才哥儿是在县衙门口等着的,见阿弥被言照清牵过来,步伐缓慢又小心,属狐狸的那只脚底下有些虚软,明明看着脚底下有不妥,但走动之中又有些倔强,强撑着。
那短短几步路的中途,言照清几次回头看那小狐狸脚底下,担忧表露于形,还停过步子,认真同她商量过什么。但那小狐狸摇头,十分坚定——而慢腾腾地走。
才哥儿看着二人相握的手,想着这二人到底知不知道在旁人的眼中他们到底有多亲近?这短短一日,进展神速,连手都拉上,这言照清可是够可以的啊!
想他当年流落江湖之中,虽然一身江湖侠气,做事大大咧咧,不讲仁义礼仪,但碰上他们家娘子,可是过了大半年才敢唐突佳人,攥人家手,又过了快一个月才敢抱抱人家的呢!
昨天还在冷言冷语针锋相对——仅指言照清,阿弥那儿自然是八风不动——今天天刚亮,这就牵上手了。
眼见二人走近,才哥儿的视线没忍住,在二人交握的手上打了几个转,明显到言照清发觉。
“脚伤了,走不动道儿。”
才哥儿心中“啧”一声,暗道真是此地无银三百两,我也没问你啊,瞎解释什么?
而且,话是这么说,手却没放开,又低头问那因脚底的疼痛蹙眉的小狐狸,“要走不动,我还是背你进去?”
阿弥摇头,咬咬牙,“走得动。”
医无能用的是重药,为求速好,上药的时候也说了小半日的时间之内别走路了,过了这小半日就好了。
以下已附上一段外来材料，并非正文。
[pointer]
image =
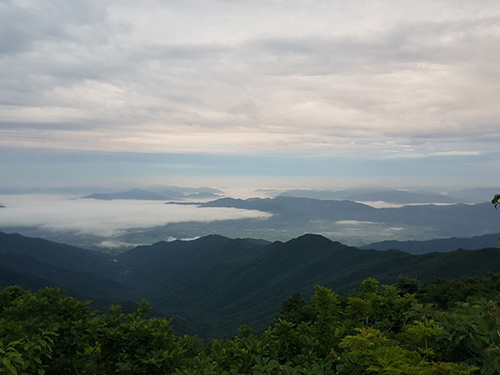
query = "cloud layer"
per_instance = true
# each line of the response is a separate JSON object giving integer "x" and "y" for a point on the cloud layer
{"x": 105, "y": 218}
{"x": 385, "y": 78}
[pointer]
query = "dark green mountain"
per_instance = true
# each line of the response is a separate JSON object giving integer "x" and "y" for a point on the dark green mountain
{"x": 438, "y": 245}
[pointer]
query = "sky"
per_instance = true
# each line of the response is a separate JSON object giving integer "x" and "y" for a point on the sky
{"x": 292, "y": 93}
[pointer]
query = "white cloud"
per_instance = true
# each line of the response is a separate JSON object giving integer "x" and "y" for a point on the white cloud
{"x": 250, "y": 76}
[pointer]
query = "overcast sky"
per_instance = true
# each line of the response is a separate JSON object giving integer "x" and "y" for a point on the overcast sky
{"x": 195, "y": 91}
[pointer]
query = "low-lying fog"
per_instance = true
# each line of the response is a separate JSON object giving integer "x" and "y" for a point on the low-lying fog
{"x": 105, "y": 218}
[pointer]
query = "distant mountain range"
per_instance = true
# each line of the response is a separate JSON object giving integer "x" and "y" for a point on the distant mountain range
{"x": 437, "y": 245}
{"x": 217, "y": 283}
{"x": 173, "y": 194}
{"x": 477, "y": 195}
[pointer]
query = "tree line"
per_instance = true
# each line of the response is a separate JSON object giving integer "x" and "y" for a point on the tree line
{"x": 408, "y": 328}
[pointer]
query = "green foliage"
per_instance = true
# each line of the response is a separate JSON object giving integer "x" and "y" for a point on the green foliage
{"x": 375, "y": 330}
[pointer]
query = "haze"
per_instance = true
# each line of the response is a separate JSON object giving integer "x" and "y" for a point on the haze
{"x": 269, "y": 92}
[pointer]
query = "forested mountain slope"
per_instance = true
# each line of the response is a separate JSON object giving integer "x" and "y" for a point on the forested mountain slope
{"x": 217, "y": 283}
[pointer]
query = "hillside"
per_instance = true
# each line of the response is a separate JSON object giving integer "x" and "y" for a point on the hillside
{"x": 437, "y": 245}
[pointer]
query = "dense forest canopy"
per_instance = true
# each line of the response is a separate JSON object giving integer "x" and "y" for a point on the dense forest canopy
{"x": 448, "y": 326}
言照清默一默,“已经叫你走了这么长一段了,进去还有一段,你确定走得动?”
才哥儿讶然,偏头看这低声细语柔声问话的言照清,又看看外头天色。
不能啊,鸡打过鸣了啊,恶鬼也该退散了啊,这个在言照清躯壳里的是谁?
还是……
“大人,你病了?”
才哥儿抬手要探言照清的额,被那斜瞥过来的冻人视线一扫,知趣收手。
啧,这一转脸的功夫脸色变得可真快,他们打西度的时候,言照清顺道在巴南州学过变脸的功夫不成?瞧瞧瞧,这一转头过去看小狐狸的功夫,眼角眉梢又柔和起来,刚才用眼刀杀人的也不知道是谁。
今天白天是发生了什么?
才哥儿很遗憾当时没有跟上言照清去追小狐狸,要不他回到京城还能同他的娘子讲一讲,这言照清开窍啦!知道喜欢姑娘啦!但是看起来自己还是不知道的呐!
而且——
被他喜欢上的姑娘也不知道被他喜欢上了呐!
才哥儿眉开眼笑,看被言照清一把背起来的小狐狸。被罔顾意愿地背,虽是一个既得利益者,那小狐狸得了好处还卖乖,嘟囔道:“我又没叫你背。”
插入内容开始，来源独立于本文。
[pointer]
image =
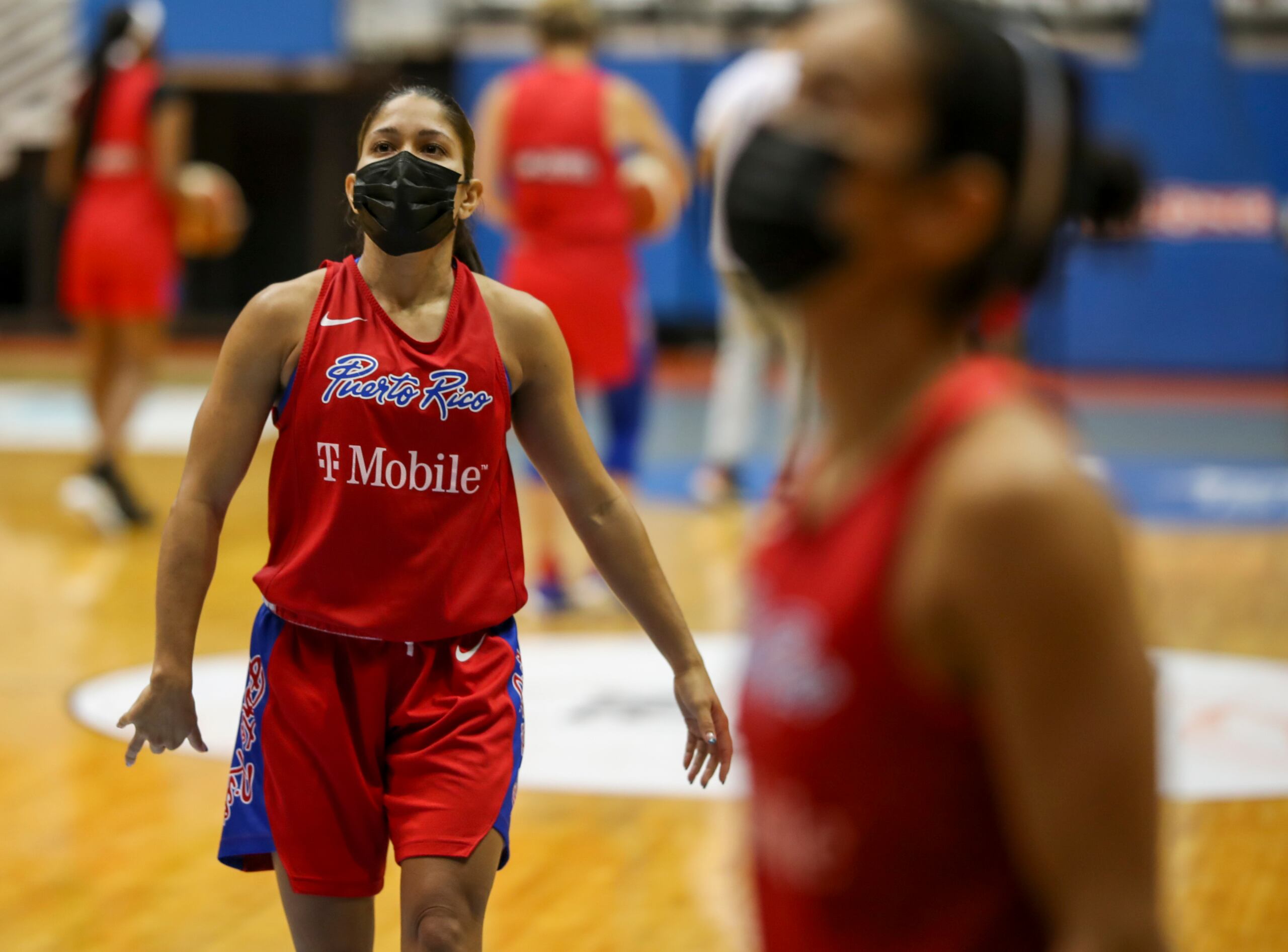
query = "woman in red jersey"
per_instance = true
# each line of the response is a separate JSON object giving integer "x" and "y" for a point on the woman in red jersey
{"x": 948, "y": 707}
{"x": 120, "y": 269}
{"x": 384, "y": 699}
言照清也不回应她这句话,叫才哥儿带路,“李二狗放在了哪儿?”
才哥儿指了个方向,同言照清并肩行,侧头就看到打趣:“哎,这是哪儿来的小熊猫?眼睛底下那两团是画上去的?”
才哥儿这几日忙的就是城墙防备的事情,间隙之中好歹能歇一会儿,比连着好些日子没休息的二人看起来精神头好一些。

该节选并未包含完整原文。